Laboratory Diagnosis

Specimens:
Stool and blood

Examination of stool sample:
Giardiasis can be diagnosed by identification of cysts of Giardia lamblia in the formed stools and the trophozoites and cyst of the parasite in diarrhoeal stools.

Macroscopic examination of stool:
Fecal specimens containing Giardia lamblia may have an offensive odor. It is pale coloured with fatty substance floating in water.

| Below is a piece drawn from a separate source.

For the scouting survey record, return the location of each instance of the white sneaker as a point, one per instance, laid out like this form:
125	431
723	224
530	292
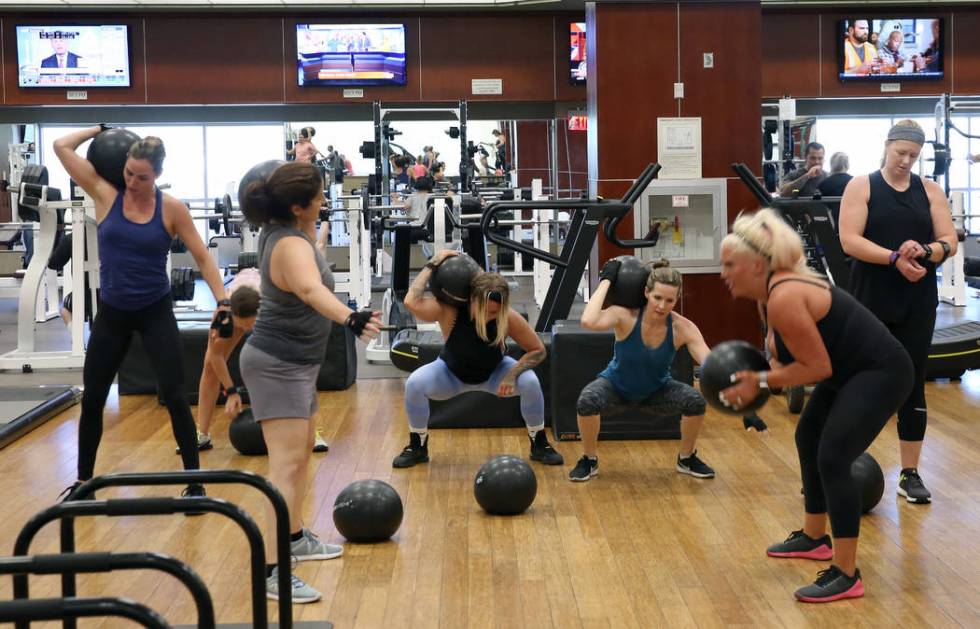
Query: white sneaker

Microscopic examination of stool:
Cysts and trophozoites can be found in diarrheal stools by saline and iodine wet preparations (Figure 8.8).

Serodiagnosis:
Immuno chromatographic strip tests and indirect immunofluorescence (IIF) tests are readily available. For antigen and antigen detection ELISA, Commercially available ELISA kits detects Giardia – Specific antigen.

Molecular methods:
DNA probes and polymerase chain reaction (PCR) have been used to demonstrate parasitic genome in the stool specimen.

Treatment

Metronidazole and Tinidazole are the drugs of choice.

Prevention and Control

Giardiasis can be prevented and controlled by,

  • Proper disposal of human faeces, maintenance of food and personal hygiene and health education.
  • After using the bathroom and before eating, the hands should be washed thoroughly with soap and warm water. Boiling of water is the best and effective method in killing the viable cysts.
  • To reduce the risk of venereal transmission, patients should avoid risky sexual behavior.
  • No vaccine or effective chemo prophylactic drug is available for prevention of Giardiasis.